BWW Reviews: THE SCARLET LETTER at the Intiman Theatre
Seattle's Intiman Theatre is closing out their main stage season with the adaptation of Nathaniel Hawthorne's classic morality tale, "The Scarlet Letter". In "The Scarlet Letter" the letter in question is an "A" but with this production I can really only give it a C-.
Adapted by Naomi Iizuka, the story (for those that weren't forced to read it in High School) set in the Puritanical 1800's focuses on a young woman, Hester, who has had an extra marital affair with a young Minister which results in a pregnancy. When the town finds out they force Hester to wear a scarlet "A" on her chest so no one can forget her adulteress ways. But Hester refuses to identify Minister Dimmesdale as the other member of the affair and takes on the burden of shame all on her own. What Iizuka has done is to take the story and boil it down to the interactions between the characters and since the book itself contains so much description, this makes the play quite a short one (only 72 minutes). She has also added in the character of adult Pearl (the illegitimate daughter of Hester) who serves as a narrator for the play as she is looking back on the story of her Mother's life. Unfortunately she also relies on this character to provide so much heavy laden exposition and preaching about what she feels that the play really comes across as being terribly self important.
But then, that could also be the fault of the director, Lear deBessonet who seems to have instructed the cast to play every moment as overly pious and significant rather than portraying these characters as honest. This just brings them out to be caricatures of these literary icons. And if that weren't enough, deBessonet has also infused the play with a live violin underscore performed on stage by Emily Holden and while beautifully performed, it only accentuates the sense of grandeur the play has and beats us over the head with how we should be feeling. And then there were the off stage whispers from the townspeople that kept permeating the show which were so heavy handed that they just came across as silly and forced.
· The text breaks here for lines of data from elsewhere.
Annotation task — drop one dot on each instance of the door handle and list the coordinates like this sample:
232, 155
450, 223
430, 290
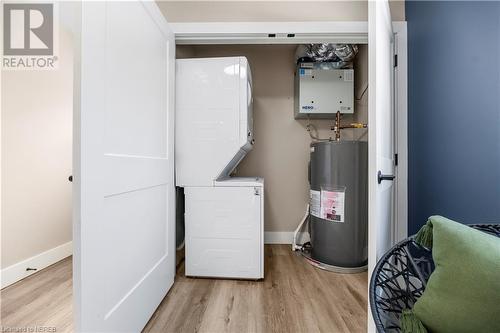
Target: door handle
381, 177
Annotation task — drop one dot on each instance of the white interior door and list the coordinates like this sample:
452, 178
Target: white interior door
381, 129
124, 172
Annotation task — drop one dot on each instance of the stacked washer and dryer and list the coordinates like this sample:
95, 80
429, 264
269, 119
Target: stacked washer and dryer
224, 215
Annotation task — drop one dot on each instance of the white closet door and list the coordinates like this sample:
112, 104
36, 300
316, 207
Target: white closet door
381, 132
125, 216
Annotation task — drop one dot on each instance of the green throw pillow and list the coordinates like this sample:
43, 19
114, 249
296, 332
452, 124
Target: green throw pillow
463, 292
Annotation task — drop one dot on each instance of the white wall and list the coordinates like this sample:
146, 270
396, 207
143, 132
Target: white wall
36, 159
235, 11
281, 150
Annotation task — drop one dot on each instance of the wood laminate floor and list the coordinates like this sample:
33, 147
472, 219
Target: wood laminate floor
293, 297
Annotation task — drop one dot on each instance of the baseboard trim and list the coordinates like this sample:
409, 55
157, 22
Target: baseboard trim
16, 272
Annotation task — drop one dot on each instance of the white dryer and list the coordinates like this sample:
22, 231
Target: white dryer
214, 131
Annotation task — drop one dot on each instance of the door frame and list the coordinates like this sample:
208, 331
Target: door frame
71, 17
210, 33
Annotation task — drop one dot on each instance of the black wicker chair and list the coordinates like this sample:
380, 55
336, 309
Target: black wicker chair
400, 277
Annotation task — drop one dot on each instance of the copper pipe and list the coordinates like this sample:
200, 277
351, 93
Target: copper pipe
337, 127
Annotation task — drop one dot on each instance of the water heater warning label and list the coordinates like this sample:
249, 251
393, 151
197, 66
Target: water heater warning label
315, 203
332, 205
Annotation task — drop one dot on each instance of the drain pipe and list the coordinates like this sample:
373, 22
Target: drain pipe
295, 246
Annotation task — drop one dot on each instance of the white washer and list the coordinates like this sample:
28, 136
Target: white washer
214, 131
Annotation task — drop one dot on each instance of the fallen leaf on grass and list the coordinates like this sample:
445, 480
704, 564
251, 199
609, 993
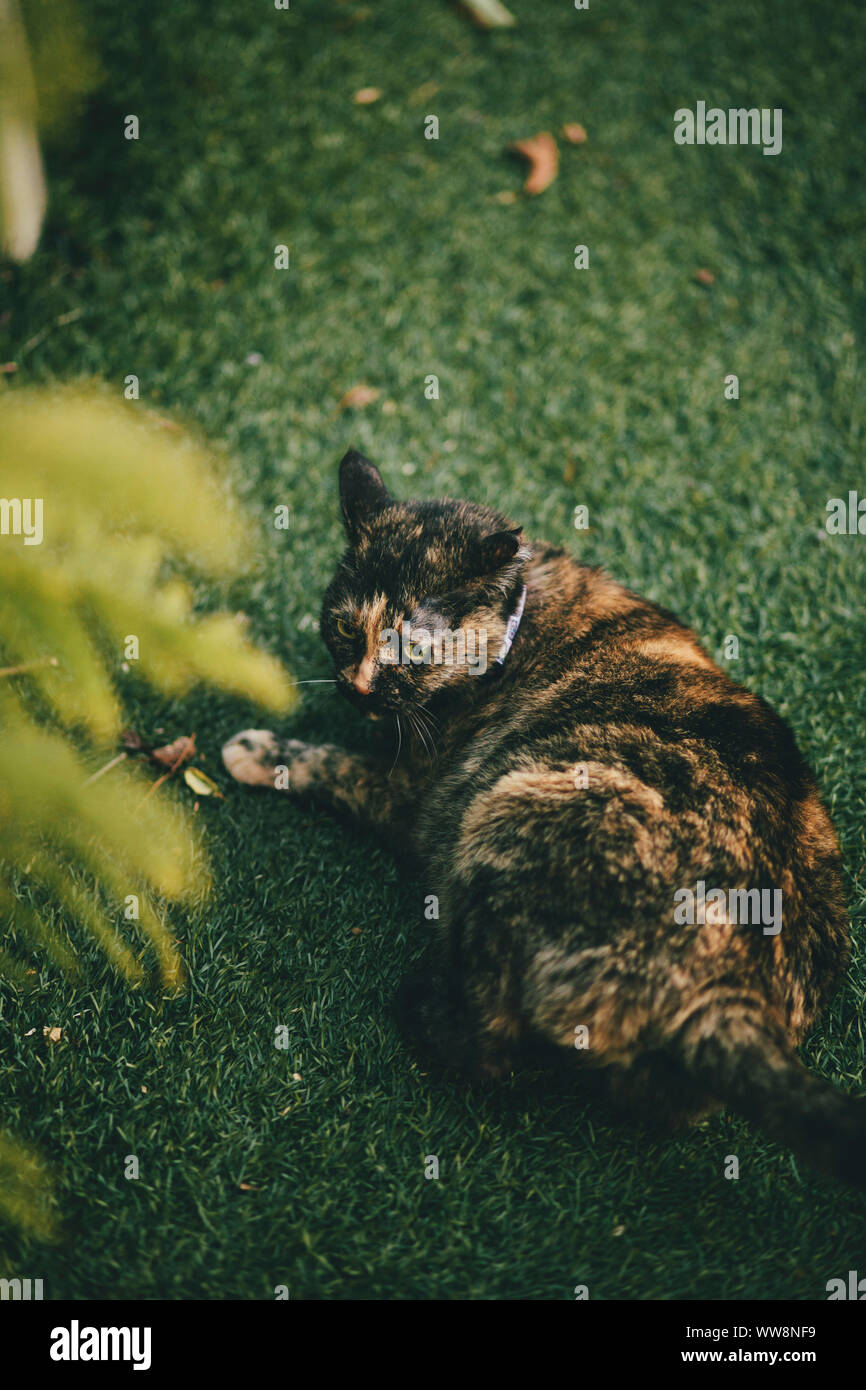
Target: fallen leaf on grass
359, 396
175, 754
489, 14
544, 157
200, 783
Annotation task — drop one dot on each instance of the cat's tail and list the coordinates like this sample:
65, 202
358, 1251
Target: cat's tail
745, 1059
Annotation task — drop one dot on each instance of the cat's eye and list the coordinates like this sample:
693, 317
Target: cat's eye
417, 651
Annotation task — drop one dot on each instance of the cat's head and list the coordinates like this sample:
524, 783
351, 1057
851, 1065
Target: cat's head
421, 598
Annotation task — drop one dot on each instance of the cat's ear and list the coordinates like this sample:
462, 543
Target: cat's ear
362, 492
498, 549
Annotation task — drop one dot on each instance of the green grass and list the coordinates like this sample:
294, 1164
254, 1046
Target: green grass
558, 387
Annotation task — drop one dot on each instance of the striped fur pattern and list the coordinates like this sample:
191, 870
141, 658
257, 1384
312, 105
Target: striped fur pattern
555, 809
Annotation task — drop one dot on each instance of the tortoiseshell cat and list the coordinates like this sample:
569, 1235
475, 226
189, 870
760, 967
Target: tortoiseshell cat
576, 788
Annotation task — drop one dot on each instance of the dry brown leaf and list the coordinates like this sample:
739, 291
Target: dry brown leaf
359, 396
175, 754
544, 157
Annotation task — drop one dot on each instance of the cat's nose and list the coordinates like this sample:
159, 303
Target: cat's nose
363, 677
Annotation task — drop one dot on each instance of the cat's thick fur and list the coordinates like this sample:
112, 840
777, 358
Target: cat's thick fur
559, 802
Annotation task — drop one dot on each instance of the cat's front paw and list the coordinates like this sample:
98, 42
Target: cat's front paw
259, 758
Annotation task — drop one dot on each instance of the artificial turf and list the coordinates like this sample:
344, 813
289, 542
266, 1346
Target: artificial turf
556, 388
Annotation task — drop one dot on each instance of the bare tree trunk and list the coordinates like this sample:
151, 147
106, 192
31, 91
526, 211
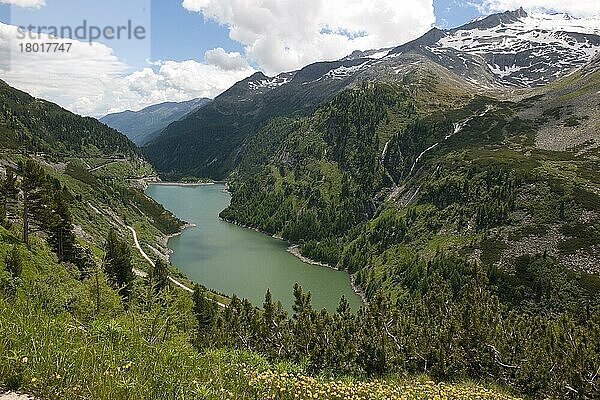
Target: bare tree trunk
25, 214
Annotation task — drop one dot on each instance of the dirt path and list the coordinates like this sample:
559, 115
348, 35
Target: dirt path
143, 274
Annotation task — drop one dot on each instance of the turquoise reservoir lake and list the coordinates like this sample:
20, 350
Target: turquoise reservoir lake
236, 260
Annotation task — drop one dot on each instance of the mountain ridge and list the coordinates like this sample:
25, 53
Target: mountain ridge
478, 55
143, 125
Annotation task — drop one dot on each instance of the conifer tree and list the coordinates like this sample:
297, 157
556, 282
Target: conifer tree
160, 275
117, 263
14, 262
9, 190
35, 201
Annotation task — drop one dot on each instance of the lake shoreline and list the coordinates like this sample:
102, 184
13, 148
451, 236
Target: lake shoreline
295, 251
352, 292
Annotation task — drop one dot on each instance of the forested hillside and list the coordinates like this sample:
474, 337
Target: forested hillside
83, 315
37, 126
476, 246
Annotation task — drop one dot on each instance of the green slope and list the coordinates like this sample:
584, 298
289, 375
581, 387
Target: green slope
449, 212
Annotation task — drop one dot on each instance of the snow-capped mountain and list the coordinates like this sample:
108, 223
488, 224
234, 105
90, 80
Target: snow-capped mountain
494, 54
514, 48
520, 49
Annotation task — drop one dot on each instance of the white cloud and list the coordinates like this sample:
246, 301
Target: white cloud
577, 8
282, 35
25, 3
227, 61
90, 79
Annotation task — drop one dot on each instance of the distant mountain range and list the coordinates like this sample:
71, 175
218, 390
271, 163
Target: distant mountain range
142, 126
32, 125
494, 55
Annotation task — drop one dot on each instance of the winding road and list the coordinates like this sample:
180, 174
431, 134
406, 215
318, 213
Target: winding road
143, 274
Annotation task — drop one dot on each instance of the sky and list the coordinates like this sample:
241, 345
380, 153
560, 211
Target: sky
184, 49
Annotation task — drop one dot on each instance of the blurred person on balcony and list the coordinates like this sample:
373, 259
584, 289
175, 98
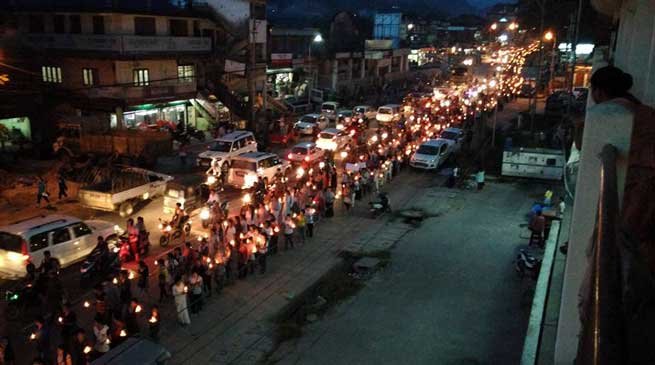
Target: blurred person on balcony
611, 85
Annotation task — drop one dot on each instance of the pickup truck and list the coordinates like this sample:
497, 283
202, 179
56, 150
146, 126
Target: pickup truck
122, 188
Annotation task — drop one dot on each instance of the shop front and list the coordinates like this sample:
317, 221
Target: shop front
155, 116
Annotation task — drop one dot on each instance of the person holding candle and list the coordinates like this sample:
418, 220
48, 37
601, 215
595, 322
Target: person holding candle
180, 295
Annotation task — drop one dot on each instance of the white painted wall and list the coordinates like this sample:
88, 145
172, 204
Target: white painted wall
635, 47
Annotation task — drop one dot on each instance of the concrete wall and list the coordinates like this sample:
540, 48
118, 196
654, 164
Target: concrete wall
635, 47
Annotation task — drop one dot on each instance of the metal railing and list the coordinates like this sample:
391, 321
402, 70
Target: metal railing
602, 339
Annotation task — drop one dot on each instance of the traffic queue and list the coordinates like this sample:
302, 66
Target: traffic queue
337, 163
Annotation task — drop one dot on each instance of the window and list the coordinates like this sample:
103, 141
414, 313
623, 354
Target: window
144, 26
89, 76
98, 24
185, 73
61, 235
141, 77
36, 24
51, 74
39, 241
60, 24
81, 229
75, 24
178, 27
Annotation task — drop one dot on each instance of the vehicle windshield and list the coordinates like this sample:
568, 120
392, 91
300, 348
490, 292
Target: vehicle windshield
220, 146
427, 150
244, 165
10, 242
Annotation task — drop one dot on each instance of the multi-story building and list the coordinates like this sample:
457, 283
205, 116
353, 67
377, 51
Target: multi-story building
130, 64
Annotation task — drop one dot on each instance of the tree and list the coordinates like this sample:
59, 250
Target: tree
4, 136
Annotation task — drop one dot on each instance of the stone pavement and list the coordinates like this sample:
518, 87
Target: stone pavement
449, 294
235, 326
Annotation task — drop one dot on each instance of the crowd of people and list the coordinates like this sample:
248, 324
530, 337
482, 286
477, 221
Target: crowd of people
275, 216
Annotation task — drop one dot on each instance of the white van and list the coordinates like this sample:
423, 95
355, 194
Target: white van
225, 148
67, 238
329, 109
248, 167
431, 154
388, 113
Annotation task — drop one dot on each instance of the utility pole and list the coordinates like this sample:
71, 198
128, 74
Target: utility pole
251, 74
533, 100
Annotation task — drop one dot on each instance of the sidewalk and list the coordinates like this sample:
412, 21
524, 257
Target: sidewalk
233, 327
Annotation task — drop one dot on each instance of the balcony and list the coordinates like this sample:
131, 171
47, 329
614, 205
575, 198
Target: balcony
122, 44
130, 93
But really that was the watchword for this production, forced. Even the actors seemed intent on telling us how important the story and its moments were with so much yelling and hand wringing. There's driving the point home by playing a part honestly and letting the audience feel what they want and then there's force feeding the feelings and unfortunately this show was full of the latter. Really there was just so much "acting" on the stage on not enough "being".
Only one moment of the show rang true and that was the sermon from Minister Dimmesdale, played by Frank Boyd, from the end of the show. In this sermon he confesses his involvement in the affair by conveying the difference between Man's Law which wants to decide who you can love and God's Law which doesn't restrict true love. The problem was that by this point in the play, this one moment of truth was too late and I didn't care anymore.
All in all a passable production with nothing special to make it great. And while I appreciate the timely message of all inclusive love without societal interference, there are better ways to convey it.